U.S. soldier expected to plead guilty to killing Afghans in cold blood

By Eric M. Johnson

SEATTLE (Reuters) - A U.S. Army sergeant charged with killing 16 Afghan civilians in cold blood was due in court on Wednesday for a court-martial proceeding in which he is expected to plead guilty under a deal with military prosecutors to avoid the death penalty.

Staff Sergeant Robert Bales, a decorated veteran of four combat tours in Iraq and Afghanistan, is accused of roaming off his Army post in the Afghan province of Kandahar last March and gunning down unarmed villagers, mostly women and children, in attacks on their family compounds.

The shootings marked the worst case of civilian slaughter blamed on a rogue U.S. soldier since the Vietnam War and further eroded strained U.S.-Afghan relations after more than a decade of conflict in that country.

Defense lawyer Emma Scanlan told Reuters last week that Bales had agreed to plead guilty during the hearing at Joint Base Lewis-McChord in Washington state to 16 counts of premeditated murder, as well as to charges of attempted murder and assault.

In return, military prosecutors agreed not to seek the death penalty, Scanlan said. A court-martial jury will decide in a sentencing phase set for August whether a life term for Bales' crimes will include the possibility of parole, she said.

An Army spokesman, Lieutenant Colonel Gary Dangerfield, confirmed that Bales was expected to enter a plea at the hearing, but said he could not comment on defense assertions that a deal had been reached with prosecutors.

Any deal would be subject to final approval by the presiding judge, Army Colonel Jeffery Nance, who must first determine whether Bales has provided a complete account of the events, understands his plea and accepts the consequences of his acts.


Army prosecutors have said Bales acted alone and with chilling premeditation when, armed with a pistol, a rifle and a grenade launcher, he left his post twice during the night to attack civilians.
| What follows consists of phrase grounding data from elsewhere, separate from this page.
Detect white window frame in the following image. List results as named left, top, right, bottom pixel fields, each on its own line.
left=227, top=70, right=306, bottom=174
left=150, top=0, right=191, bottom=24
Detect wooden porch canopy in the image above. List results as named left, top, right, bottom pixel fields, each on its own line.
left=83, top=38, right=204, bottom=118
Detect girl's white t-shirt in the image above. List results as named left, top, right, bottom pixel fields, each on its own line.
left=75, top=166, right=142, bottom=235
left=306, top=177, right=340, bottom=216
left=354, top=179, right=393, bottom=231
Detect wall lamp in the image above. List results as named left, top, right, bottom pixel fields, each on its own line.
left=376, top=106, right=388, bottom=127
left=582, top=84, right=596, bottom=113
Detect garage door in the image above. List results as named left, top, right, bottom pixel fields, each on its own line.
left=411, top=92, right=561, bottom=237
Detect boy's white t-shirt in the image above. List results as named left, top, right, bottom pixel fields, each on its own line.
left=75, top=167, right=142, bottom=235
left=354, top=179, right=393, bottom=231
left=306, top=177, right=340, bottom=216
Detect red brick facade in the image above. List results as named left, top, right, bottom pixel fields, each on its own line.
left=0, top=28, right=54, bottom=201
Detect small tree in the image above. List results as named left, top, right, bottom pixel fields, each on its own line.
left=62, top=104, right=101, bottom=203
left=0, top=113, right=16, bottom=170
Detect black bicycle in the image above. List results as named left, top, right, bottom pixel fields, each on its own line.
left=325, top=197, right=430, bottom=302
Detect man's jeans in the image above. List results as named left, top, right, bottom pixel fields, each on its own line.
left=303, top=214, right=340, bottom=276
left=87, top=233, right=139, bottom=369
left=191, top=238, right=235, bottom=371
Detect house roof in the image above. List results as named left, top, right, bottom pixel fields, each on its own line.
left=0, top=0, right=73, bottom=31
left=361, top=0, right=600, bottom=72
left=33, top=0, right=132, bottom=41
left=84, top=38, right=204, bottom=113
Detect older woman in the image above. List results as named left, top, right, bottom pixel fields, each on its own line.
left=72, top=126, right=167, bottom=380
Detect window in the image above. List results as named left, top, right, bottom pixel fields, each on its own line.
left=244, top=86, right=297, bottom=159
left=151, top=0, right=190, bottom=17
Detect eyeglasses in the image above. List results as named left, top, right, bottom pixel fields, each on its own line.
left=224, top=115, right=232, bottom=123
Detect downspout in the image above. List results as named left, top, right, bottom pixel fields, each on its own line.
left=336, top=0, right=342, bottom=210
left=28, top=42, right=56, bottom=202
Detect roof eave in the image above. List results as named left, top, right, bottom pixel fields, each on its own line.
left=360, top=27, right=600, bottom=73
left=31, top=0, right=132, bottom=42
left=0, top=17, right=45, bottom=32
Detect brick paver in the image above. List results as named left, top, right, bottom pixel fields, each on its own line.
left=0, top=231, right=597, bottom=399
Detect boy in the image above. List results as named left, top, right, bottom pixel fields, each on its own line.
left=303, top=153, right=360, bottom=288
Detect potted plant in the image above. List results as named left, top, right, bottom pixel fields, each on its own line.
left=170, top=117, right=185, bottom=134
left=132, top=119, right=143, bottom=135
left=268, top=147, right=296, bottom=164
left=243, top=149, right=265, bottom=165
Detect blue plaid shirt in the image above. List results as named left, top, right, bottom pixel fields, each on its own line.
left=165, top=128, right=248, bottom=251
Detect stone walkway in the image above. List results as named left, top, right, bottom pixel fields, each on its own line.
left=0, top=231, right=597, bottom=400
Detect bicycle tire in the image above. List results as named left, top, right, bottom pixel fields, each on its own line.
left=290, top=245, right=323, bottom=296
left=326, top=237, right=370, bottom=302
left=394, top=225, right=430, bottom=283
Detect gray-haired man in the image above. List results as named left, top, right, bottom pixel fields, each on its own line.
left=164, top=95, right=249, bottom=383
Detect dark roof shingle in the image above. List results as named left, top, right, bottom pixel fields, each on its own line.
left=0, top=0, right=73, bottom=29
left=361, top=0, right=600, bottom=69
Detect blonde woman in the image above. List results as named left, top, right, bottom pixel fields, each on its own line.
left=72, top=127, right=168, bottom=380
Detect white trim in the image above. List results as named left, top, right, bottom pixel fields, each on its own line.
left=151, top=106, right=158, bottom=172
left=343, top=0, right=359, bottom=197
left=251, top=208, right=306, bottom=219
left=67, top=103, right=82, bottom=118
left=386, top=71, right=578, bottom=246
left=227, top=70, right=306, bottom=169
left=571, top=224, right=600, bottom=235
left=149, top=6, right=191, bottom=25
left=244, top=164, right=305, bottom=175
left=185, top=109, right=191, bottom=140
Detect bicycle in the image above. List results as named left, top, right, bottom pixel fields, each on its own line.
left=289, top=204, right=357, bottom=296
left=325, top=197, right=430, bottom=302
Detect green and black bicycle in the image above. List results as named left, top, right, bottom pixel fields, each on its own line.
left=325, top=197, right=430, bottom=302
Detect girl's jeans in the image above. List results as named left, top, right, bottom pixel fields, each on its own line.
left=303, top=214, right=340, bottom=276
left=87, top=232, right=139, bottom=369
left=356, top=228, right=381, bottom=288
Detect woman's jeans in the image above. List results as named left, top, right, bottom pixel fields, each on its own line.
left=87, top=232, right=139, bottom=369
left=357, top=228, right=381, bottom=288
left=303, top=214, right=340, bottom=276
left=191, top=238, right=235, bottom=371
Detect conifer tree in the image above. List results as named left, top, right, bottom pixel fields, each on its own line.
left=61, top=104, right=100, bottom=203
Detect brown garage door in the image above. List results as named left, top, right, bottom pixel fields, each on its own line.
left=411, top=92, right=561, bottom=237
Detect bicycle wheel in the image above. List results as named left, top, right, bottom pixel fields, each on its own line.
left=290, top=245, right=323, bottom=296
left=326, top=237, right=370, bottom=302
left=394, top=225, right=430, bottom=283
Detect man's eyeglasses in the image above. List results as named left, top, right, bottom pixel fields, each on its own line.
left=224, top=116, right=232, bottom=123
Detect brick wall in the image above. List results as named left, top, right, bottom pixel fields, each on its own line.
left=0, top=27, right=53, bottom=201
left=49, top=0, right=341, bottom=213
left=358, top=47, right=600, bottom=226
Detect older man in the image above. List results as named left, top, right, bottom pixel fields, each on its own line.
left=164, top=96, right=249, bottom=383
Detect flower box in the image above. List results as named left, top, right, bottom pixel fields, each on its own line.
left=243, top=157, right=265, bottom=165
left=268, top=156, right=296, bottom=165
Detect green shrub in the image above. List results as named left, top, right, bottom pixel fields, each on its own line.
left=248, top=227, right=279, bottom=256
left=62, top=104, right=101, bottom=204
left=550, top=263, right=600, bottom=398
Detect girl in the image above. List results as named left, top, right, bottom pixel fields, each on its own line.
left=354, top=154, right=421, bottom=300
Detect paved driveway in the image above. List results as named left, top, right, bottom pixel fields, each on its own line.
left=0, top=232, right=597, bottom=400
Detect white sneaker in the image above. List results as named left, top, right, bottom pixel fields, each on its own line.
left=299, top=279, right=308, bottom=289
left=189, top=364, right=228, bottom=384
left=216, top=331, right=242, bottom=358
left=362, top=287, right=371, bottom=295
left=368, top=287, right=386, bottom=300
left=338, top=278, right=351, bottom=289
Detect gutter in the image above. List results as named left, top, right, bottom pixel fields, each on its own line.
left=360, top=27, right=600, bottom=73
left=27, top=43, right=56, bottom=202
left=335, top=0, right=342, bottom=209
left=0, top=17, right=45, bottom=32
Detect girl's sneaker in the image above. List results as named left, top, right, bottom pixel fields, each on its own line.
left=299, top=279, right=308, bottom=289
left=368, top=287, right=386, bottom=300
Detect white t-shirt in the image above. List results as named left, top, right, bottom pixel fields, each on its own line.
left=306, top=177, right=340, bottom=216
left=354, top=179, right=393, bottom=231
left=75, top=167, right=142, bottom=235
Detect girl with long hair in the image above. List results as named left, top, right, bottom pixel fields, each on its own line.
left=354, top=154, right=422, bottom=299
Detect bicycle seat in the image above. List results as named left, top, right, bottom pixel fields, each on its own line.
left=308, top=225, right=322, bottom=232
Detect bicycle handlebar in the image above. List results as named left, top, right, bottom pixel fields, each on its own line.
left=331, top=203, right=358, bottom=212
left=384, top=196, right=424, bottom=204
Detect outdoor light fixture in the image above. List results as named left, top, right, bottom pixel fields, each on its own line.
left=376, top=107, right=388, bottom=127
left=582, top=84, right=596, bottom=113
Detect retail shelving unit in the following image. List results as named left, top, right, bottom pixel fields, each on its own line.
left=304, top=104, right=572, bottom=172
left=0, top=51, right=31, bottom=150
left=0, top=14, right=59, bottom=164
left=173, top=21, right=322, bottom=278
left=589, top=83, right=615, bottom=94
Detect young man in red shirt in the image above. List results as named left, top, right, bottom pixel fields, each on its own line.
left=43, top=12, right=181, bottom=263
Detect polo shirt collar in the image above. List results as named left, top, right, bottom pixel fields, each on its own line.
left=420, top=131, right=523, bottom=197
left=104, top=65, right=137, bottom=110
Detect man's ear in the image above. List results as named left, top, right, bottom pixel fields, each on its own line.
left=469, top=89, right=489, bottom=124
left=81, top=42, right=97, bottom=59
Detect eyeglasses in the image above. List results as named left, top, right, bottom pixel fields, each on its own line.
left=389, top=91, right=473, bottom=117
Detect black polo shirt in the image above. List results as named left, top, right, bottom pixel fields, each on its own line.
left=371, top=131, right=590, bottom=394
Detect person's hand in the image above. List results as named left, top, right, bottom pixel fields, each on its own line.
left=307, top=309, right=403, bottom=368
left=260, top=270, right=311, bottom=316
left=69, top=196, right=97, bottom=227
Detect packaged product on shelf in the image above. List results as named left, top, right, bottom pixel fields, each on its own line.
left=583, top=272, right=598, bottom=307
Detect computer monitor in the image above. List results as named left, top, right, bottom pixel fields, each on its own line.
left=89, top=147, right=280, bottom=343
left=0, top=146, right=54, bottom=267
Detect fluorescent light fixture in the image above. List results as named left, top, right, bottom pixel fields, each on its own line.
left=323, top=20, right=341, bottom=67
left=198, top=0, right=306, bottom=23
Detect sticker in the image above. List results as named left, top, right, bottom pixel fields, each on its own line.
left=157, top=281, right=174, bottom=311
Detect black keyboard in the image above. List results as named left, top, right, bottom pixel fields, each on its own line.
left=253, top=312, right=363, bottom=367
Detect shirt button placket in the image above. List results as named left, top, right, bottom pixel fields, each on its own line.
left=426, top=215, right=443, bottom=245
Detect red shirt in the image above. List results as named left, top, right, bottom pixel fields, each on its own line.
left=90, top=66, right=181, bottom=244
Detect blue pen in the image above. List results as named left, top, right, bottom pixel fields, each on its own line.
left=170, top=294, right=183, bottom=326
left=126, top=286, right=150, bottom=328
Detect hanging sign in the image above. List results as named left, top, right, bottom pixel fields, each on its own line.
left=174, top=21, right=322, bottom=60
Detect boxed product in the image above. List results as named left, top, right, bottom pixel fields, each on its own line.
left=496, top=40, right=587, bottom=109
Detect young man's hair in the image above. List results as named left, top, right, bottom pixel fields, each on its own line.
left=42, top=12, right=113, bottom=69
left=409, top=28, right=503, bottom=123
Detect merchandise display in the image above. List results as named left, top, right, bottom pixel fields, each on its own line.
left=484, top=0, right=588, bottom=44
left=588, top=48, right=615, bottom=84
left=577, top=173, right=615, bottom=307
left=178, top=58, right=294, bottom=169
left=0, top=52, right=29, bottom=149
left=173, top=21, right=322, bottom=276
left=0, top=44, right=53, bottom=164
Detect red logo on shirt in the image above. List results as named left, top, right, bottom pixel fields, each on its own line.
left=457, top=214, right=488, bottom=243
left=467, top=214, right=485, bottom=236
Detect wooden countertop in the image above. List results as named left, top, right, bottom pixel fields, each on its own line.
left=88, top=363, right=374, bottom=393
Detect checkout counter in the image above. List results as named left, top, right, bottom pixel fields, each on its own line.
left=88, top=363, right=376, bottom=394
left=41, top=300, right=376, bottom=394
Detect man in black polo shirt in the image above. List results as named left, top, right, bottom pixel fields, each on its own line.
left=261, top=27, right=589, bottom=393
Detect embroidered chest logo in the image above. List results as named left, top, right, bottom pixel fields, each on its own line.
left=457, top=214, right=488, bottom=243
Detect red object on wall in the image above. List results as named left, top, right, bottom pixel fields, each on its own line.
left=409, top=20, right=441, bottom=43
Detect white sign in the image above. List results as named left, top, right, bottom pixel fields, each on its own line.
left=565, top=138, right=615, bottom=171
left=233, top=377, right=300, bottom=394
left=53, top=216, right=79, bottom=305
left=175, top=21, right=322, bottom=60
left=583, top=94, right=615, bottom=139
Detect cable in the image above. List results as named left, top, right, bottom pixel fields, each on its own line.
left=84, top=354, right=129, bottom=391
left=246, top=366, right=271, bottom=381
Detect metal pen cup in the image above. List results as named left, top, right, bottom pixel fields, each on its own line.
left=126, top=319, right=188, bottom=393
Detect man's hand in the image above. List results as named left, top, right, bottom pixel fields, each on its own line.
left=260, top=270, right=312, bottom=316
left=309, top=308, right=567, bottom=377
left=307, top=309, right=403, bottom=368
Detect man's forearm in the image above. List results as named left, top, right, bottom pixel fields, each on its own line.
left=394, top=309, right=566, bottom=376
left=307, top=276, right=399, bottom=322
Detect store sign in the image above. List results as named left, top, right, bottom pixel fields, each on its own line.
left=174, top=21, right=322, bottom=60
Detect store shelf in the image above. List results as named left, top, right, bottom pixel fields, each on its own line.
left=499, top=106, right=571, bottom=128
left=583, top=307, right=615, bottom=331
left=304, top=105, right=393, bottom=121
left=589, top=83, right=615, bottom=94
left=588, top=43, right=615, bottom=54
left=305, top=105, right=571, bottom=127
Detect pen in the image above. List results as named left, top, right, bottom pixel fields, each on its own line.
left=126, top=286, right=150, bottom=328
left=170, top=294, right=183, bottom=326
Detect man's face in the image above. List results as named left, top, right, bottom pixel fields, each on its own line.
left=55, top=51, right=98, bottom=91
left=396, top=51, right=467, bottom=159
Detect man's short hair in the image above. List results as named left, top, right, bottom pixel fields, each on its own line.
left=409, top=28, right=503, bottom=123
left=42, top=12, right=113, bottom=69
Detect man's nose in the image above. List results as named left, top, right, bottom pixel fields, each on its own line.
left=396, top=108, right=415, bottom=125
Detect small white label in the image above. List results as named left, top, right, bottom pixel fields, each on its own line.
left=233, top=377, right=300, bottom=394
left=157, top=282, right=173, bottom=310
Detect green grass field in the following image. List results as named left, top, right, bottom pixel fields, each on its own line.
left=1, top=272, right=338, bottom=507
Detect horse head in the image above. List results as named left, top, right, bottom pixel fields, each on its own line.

He is alleged to have returned to base in the middle of the rampage to tell a fellow soldier: "I just shot up some people."

Defense attorneys have argued that Bales, the father of two from Lake Tapps, Washington, was suffering from post-traumatic stress disorder and a brain injury even before his deployment to Afghanistan.

During a nine-day pre-trial hearing in November, witnesses testified that Bales had been angered by a bomb blast near his outpost that severed a fellow soldier's leg days before the shootings.

Victor Hansen, the vice president of the National Institute of Military Justice, said Bales' multiple deployments and diminished mental state raised "some extenuating and mitigating circumstances" that may have made both sides amenable to a plea deal that spares him the death penalty.

"The government saw there was some risk in their case," Hansen said. "From the defense standpoint, every capital litigator has one primary objective, which is to avoid death. They can say they succeeded in that objective even if he gets life without parole."

The plea deal outlined by Bales' lawyers was similar to an agreement struck at Lewis-McChord in April, when Army Sergeant John Russell pleaded guilty to killing two fellow U.S. servicemen at a military counseling center in Iraq, near Baghdad's airport, in a 2009 shooting spree.

Russell was sentenced to life in prison without parole following an abbreviated court-martial stemming from one of the worst cases of violence by an American soldier against other U.S. troops.